Racine “will continue to defend the District’s common-sense gun regulations and keep District residents safe,” the office said in a statement. “As the Supreme Court said, the Second Amendment is not a license to keep and carry any weapon in any manner for any purpose.”

Although the lawsuit challenges only the ban on guns in the transit system, George L. Lyon Jr., a lawyer for the plaintiffs, said other locations on the prohibition list are “questionable” and could be the focus of future litigation.

“I don’t think anyone at this stage can complain about [barring guns in] schools or government buildings or polling places or around the White House or the vice president’s residence,” Lyon said in an interview.

“But once you get away from that, things start to become much less certain,” he said. “For example, I’ll give them penal institutions and I’ll give them mental hospitals. But I’m not sure I can give them doctors’ offices or veterinary offices.”

His clients are identified in the lawsuit as Gregory T. Angelo and Tyler Yzaguirre, both of Northeast Washington; Cameron M. Erickson of Northwest Washington.; and Robert M. Miller of Fairfax County. The lawsuit says the four are regular users of the Metro system and all have permits to carry concealed handguns in the District.

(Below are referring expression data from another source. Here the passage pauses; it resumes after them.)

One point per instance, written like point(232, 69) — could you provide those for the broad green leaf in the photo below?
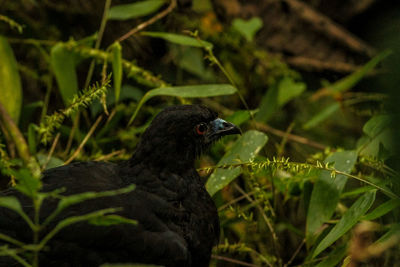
point(349, 219)
point(26, 183)
point(13, 203)
point(394, 230)
point(179, 39)
point(192, 91)
point(10, 81)
point(112, 219)
point(244, 150)
point(322, 116)
point(117, 68)
point(351, 80)
point(376, 125)
point(278, 96)
point(379, 142)
point(386, 207)
point(63, 65)
point(289, 89)
point(249, 28)
point(268, 105)
point(326, 192)
point(51, 163)
point(134, 10)
point(240, 117)
point(334, 257)
point(67, 201)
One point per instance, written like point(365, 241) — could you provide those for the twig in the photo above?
point(20, 142)
point(108, 156)
point(295, 253)
point(292, 137)
point(76, 153)
point(265, 217)
point(217, 257)
point(53, 146)
point(149, 22)
point(98, 40)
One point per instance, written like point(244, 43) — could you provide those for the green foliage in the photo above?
point(329, 165)
point(10, 81)
point(247, 28)
point(134, 10)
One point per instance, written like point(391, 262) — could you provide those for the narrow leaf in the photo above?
point(326, 193)
point(349, 219)
point(351, 80)
point(244, 150)
point(62, 61)
point(134, 10)
point(112, 219)
point(248, 28)
point(117, 68)
point(386, 207)
point(193, 91)
point(179, 39)
point(13, 203)
point(322, 116)
point(10, 81)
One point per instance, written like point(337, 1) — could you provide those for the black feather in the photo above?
point(177, 220)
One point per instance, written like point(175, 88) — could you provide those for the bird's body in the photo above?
point(177, 219)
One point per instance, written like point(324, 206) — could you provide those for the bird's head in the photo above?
point(179, 134)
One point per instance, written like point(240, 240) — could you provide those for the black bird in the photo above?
point(177, 220)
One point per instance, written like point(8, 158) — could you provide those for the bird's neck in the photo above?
point(170, 156)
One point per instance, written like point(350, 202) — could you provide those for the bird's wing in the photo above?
point(153, 238)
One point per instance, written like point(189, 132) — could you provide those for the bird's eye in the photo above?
point(201, 128)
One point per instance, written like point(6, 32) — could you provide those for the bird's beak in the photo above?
point(219, 127)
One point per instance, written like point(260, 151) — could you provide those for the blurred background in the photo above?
point(315, 77)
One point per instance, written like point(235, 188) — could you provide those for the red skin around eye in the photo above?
point(199, 132)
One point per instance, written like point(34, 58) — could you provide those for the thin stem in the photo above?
point(91, 131)
point(98, 40)
point(149, 22)
point(217, 257)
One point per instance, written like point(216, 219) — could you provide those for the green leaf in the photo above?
point(26, 183)
point(179, 39)
point(107, 220)
point(334, 257)
point(349, 219)
point(192, 91)
point(289, 89)
point(321, 116)
point(379, 142)
point(67, 201)
point(13, 203)
point(326, 193)
point(32, 128)
point(62, 61)
point(10, 81)
point(394, 230)
point(134, 10)
point(52, 163)
point(248, 28)
point(376, 125)
point(386, 207)
point(117, 68)
point(351, 80)
point(278, 96)
point(244, 150)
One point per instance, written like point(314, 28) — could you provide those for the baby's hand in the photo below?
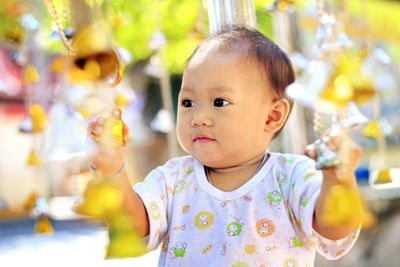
point(110, 134)
point(348, 153)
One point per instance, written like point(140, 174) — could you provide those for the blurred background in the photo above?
point(64, 63)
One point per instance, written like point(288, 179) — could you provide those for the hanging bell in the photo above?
point(124, 240)
point(94, 59)
point(43, 226)
point(101, 197)
point(384, 177)
point(372, 130)
point(325, 157)
point(344, 205)
point(34, 159)
point(30, 202)
point(31, 74)
point(38, 118)
point(348, 83)
point(113, 130)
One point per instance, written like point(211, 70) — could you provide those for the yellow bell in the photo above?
point(384, 177)
point(345, 206)
point(121, 101)
point(94, 59)
point(30, 202)
point(58, 64)
point(113, 130)
point(34, 159)
point(124, 240)
point(43, 226)
point(348, 83)
point(101, 197)
point(38, 118)
point(31, 74)
point(372, 130)
point(15, 34)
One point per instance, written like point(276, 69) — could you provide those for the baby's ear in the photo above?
point(277, 115)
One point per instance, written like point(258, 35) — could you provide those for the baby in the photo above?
point(229, 202)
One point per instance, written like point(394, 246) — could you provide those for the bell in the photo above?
point(384, 177)
point(43, 226)
point(325, 157)
point(113, 128)
point(124, 240)
point(38, 118)
point(348, 83)
point(372, 130)
point(31, 74)
point(31, 201)
point(341, 208)
point(94, 59)
point(101, 197)
point(34, 159)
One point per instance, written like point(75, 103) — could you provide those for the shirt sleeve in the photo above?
point(153, 193)
point(305, 189)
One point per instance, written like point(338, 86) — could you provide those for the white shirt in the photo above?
point(265, 222)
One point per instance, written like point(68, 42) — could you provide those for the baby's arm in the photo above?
point(108, 160)
point(333, 176)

The District’s gun laws have been a continual focus of legal challenges for years.

In 2008, the Supreme Court invalidated the city’s decades-old ban on handgun ownership in District of Columbia v. Heller, a landmark ruling that said the Second Amendment guarantees the right to own firearms unconnected with service in a militia. The court in Heller also said that governments could enact reasonable firearms restrictions, and the District adopted a regimen of controls, including a ban on concealed-carry.

The ban was later thrown out by a judge, after which the city adopted a list of “sensitive areas” where people with concealed-carry licenses would be barred from carrying their weapons.